The Business Journal
By Marci Pelzer

White-collar crooks, beware. Sequence Inc., Tracy Coenen’s nearly 3-year-old forensic accounting business, has grown 300 percent in 2002. It’s as if she looked into a crystal ball and saw the fates of Enron, Tyco and Worldcom coming before anyone else did.

When attorneys, claims adjusters and CEOs need to document embezzlement and fraud, win contract disputes, or resolve tax controversy, they call on Coenen to document misdeeds and testify in court. “My clients tell me to go find the money,” she says.

Coenen studied accounting and criminology at Marquette University. A class exploring the different kinds of white-collar crime piqued her interest, but at the time she was unsure of a practical application for her quirky passion. “I’m a numbers person,” she says.

After graduation she continued to pursue a dual education – informally studying the crime scene in a probation officer day job while pursuing her MBA and CPA on the side. She honed her accounting skills at firms large and small – Arthur Andersen and Peters & Associates, Brookfield – before striking out on her own in January 2000.
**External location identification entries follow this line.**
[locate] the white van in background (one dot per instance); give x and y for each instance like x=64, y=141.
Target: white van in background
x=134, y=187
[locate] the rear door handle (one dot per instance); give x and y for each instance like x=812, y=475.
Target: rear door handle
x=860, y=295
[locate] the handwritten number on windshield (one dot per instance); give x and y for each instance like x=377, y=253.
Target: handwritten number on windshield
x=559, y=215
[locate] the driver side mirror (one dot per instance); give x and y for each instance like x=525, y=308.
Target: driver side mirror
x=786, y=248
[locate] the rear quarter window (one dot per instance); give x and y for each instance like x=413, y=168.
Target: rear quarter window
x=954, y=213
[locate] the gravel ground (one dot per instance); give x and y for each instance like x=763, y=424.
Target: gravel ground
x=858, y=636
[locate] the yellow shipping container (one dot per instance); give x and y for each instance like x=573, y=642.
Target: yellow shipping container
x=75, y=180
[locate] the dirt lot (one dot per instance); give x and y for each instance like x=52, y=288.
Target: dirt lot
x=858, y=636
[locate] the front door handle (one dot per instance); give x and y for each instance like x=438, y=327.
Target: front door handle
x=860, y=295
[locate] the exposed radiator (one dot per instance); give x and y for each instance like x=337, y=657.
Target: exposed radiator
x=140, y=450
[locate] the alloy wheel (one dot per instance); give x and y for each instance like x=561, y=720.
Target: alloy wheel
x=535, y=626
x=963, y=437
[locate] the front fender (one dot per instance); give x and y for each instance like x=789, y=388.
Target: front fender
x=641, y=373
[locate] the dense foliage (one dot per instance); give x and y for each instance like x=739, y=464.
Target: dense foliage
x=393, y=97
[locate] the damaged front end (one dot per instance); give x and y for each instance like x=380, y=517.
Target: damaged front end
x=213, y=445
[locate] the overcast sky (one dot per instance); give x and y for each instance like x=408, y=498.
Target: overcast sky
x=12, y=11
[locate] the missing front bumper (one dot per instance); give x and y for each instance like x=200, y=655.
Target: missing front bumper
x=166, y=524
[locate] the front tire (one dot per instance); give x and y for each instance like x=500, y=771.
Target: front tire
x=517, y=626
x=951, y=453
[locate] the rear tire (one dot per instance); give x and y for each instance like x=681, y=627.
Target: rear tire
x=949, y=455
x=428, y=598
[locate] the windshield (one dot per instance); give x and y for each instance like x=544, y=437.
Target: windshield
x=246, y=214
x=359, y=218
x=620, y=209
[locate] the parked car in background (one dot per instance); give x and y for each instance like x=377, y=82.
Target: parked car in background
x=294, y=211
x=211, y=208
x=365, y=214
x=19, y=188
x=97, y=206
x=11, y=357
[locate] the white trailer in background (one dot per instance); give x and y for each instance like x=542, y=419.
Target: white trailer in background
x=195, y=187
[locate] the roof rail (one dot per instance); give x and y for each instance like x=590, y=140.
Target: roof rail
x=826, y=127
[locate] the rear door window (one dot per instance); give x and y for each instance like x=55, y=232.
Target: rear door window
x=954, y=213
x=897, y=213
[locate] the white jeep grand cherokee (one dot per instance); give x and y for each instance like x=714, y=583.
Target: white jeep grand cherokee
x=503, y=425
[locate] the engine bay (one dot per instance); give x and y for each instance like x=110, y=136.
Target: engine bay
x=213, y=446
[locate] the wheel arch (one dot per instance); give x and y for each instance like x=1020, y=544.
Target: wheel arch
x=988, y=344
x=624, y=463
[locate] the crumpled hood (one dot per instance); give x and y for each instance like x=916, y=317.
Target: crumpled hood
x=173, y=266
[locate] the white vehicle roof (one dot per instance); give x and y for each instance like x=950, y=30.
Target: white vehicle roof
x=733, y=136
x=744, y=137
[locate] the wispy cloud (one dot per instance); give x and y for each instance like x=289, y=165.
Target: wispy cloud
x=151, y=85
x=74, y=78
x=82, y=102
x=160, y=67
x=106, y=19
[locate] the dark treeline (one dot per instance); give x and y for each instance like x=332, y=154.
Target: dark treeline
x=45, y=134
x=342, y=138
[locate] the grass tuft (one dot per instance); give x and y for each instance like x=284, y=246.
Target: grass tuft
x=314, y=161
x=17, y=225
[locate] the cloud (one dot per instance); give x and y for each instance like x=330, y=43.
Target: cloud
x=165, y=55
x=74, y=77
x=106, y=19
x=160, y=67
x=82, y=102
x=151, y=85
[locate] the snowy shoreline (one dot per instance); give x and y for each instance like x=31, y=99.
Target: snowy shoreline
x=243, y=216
Coenen, who is also a certified fraud examiner, sees forensic accounting as an emerging field, but she has found marketing such a specialized service to be challenging. She devotes 15 hours of her 60 – 70 hour workweek to client development. “My biggest challenge is one-on-one relationship building. There is so much trust necessary in my line of work. It’s a matter of being patient while relationships mature,” she says.

Many of her clients are attorneys, including Foley & Lardner and Domnitz & Mawicke. “It’s harder to get to the decision-makers in the insurance industry,” Coenen says.

She attributes recent growth to wider awareness of corporate fraud, cultivating contacts over the long term and an image makeover that included a company name change, slick materials and a move downtown from her home office.

Coenen says reading “Encyclopedia Brown” mysteries as a child may have been a formative experience, but she definitely caught the entrepreneurial bug early on. “I always knew I was the kind of person who wanted to be in charge of my own destiny,” she says.

She chose Sequence, Inc. as the company name because it communicates the sense of putting things in order. John Peters, shareholder at Peters & Associates, Coenen’s former firm, says many accountants are attracted to forensic accounting – a field that has been known as litigation support services. “Tracy was always energetic and excited,” he says.

“Owning my own business is even more exciting than I thought. I realize that I could have set my goals even higher in the beginning,” she says.

About the Awards: Each year, the Business Journal of Greater Milwaukee sponsors the Women of Influence awards to honor leaders in ten different categories. In 2002, over 150 nominations were received. Sequence Inc.’s owner was chosen as a winner in the category of “Innovation”, both for her entrepreneurial style and for her vision within the field of accounting.